4. Device Reader >> See more at technical note 5
Several reader devices have become commercially available and these can be grouped into fluorescence, magnetic particle, and colorimetric readers. In many cases, charge-coupled device (CCD)-based image systems and scanning systems are also utilized in these readers. Since fluorescence dyes and paramagnetic particle cannot be detected by the naked eye directly, such technologies immediately create demands for the development of readers for quantitative analysis. In order to avoid false negative and false positive results in colloidal gold- or latex bead-based assays, colorimetric scanning reader is performed by absorption and reflection of the light which are proportional to the overall density of colloidal gold particles of the band.

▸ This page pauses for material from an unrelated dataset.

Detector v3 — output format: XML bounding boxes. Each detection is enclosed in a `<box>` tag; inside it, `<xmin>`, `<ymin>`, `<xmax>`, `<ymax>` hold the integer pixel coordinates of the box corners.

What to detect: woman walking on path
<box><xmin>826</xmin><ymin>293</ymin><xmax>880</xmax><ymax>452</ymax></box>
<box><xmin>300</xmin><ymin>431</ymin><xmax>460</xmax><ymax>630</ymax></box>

Many LFIAs are designed for use at point-of-care/need, providing cheap, rapid and easy tests desirable in many industries. However, regulatory bodies often require confirmation of results using an independent method. Therefore, LFIA are only suitable for primary screening at point-of-care/need. Because of their long shelf life and the fact that refrigeration is not required for storage, these tests are very well adapted for use in developing countries. As the visual result is usually clear and easily distinguished, no additional specific equipment is needed. Research is on-going to address some of the key weaknesses of LFAs, especially with respect to quantitative results. Data can be digitized using scanners or cameras with dedicated software, which will also allow the documentation of results. However, technological improvements will affect the cost of apparatus and the duration of analysis.